[
https://issues.apache.org/jira/browse/HDFS-13677?page=com.atlassian.jira.plugin.system.issuetabpanels:comment-tabpanel&focusedCommentId=16827730#comment-16827730
]
Stephen O'Donnell commented on HDFS-13677:
------------------------------------------
Looking at the patch [~xuzq_zander] uploaded some time ago:
1. I wonder if we should change the addAll method as other parts of the code
may be using it and expecting it to simply replace the blockpool? It would be
worth a look around to see if its being used in any other places. Perhaps we
should add a new method "mergeAll" which does what we need here and better
describes its purpose?
2. Rather than the new method addAndNotReplace, we should just call the
existing method add:
{code}
ReplicaInfo add(String bpid, ReplicaInfo replicaInfo) {
checkBlockPool(bpid);
checkBlock(replicaInfo);
try (AutoCloseableLock l = lock.acquire()) {
FoldedTreeSet<ReplicaInfo> set = map.get(bpid);
if (set == null) {
// Add an entry for block pool if it does not exist already
set = new FoldedTreeSet<>();
map.put(bpid, set);
}
return set.addOrReplace(replicaInfo);
}
}
{code}
It handles adding the blockpool entry if it is needed and also puts the
required locking around the calls to make it threadsafe.

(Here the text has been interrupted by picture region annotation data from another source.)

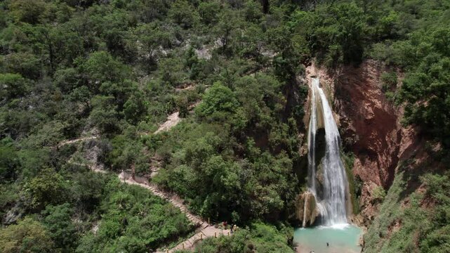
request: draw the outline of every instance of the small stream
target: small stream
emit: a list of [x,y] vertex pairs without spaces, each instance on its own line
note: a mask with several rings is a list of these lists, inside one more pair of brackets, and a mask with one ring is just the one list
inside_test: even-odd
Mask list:
[[[359,253],[361,228],[350,224],[296,228],[293,242],[296,252],[309,253]],[[326,246],[326,242],[329,246]]]

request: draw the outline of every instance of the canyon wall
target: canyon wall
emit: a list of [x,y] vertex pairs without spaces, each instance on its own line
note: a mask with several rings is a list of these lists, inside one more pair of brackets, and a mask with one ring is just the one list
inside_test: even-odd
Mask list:
[[385,70],[372,60],[333,72],[314,65],[306,68],[307,77],[320,78],[336,113],[343,149],[355,155],[352,171],[360,191],[360,212],[352,221],[363,226],[368,226],[378,212],[374,191],[387,190],[399,162],[420,147],[416,131],[401,124],[402,110],[382,91],[380,76]]

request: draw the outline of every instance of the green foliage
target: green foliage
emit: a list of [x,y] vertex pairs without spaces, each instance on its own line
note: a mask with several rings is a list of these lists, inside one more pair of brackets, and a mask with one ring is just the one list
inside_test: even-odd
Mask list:
[[2,181],[15,179],[20,164],[12,141],[6,138],[0,142],[0,181]]
[[156,249],[192,226],[184,214],[171,204],[139,186],[124,186],[117,180],[107,186],[98,235],[81,239],[77,252],[126,251],[145,252]]
[[250,228],[238,229],[232,236],[206,239],[196,247],[195,252],[293,252],[287,245],[292,233],[263,223],[255,223]]
[[199,14],[186,0],[176,0],[168,13],[168,17],[184,29],[192,27],[199,22]]
[[195,109],[200,117],[220,113],[234,113],[239,104],[232,91],[219,82],[216,82],[206,91],[201,103]]
[[56,247],[62,252],[70,252],[76,245],[76,227],[72,221],[73,209],[69,203],[58,206],[48,205],[42,212],[44,224]]
[[[397,175],[381,206],[379,217],[364,236],[366,249],[369,252],[447,252],[450,249],[446,233],[450,209],[448,171],[444,174],[427,174],[421,177],[426,192],[411,194],[406,207],[401,205],[403,200],[400,193],[403,189],[397,183],[401,181],[397,179],[401,177],[402,174]],[[423,201],[432,204],[424,206]],[[399,229],[392,231],[390,237],[385,237],[389,226],[395,223],[399,224]]]
[[383,202],[386,197],[386,191],[382,186],[377,186],[372,191],[372,197],[376,201]]
[[66,194],[66,184],[61,175],[51,168],[44,168],[25,186],[31,197],[32,208],[41,209],[48,204],[60,203]]
[[41,223],[28,217],[0,230],[0,251],[53,252],[53,242]]
[[306,38],[306,46],[328,66],[359,63],[366,35],[366,17],[355,2],[323,4],[314,11],[298,11],[291,26]]

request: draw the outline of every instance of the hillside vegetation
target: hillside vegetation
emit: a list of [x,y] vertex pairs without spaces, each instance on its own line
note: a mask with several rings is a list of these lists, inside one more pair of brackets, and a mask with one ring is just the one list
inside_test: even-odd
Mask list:
[[[156,160],[154,183],[243,228],[197,252],[291,250],[312,60],[383,63],[405,126],[440,148],[437,162],[449,157],[446,0],[6,0],[0,10],[2,252],[145,252],[188,237],[178,209],[117,179]],[[154,134],[175,112],[181,123]],[[449,176],[432,169],[411,207],[399,207],[399,179],[386,189],[380,217],[401,214],[404,226],[380,240],[390,224],[376,220],[367,247],[450,247]]]

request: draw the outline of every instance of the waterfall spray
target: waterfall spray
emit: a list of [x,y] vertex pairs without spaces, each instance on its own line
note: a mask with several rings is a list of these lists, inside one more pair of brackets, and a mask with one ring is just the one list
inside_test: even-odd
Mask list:
[[[311,96],[311,118],[308,132],[308,187],[318,200],[317,207],[322,216],[324,225],[331,226],[347,223],[345,189],[348,183],[344,166],[340,160],[340,137],[333,117],[331,108],[319,79],[313,78]],[[318,97],[317,98],[317,96]],[[320,99],[322,108],[317,108],[317,99]],[[322,160],[323,167],[323,198],[317,195],[316,180],[316,131],[317,110],[322,109],[325,128],[326,150]]]

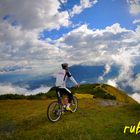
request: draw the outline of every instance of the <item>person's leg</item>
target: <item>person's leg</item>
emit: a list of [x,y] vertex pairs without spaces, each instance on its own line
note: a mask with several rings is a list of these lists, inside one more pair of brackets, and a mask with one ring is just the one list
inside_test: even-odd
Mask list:
[[58,98],[58,102],[61,103],[61,89],[59,87],[56,87],[56,95]]
[[71,102],[72,102],[72,99],[73,99],[73,94],[67,88],[63,88],[63,93],[68,96],[68,104],[67,104],[66,110],[72,111],[71,108],[70,108],[70,105],[71,105]]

> Dynamic refresh Disk configuration results in overwriting VolumeMap
> -------------------------------------------------------------------
>
> Key: HDFS-13677
> URL: https://issues.apache.org/jira/browse/HDFS-13677
> Project: Hadoop HDFS
> Issue Type: Bug
> Affects Versions: 2.6.0, 3.0.0
> Reporter: xuzq
> Priority: Major
> Attachments:
> 0001-fix-the-bug-of-the-refresh-disk-configuration.patch,
> image-2018-06-14-13-05-54-354.png, image-2018-06-14-13-10-24-032.png
>
>
> When I added a new disk by dynamically refreshing the configuration, an
> exception "FileNotFound while finding block" was caused.
>
> The steps are as follows:
> 1.Change the hdfs-site.xml of DataNode to add a new disk.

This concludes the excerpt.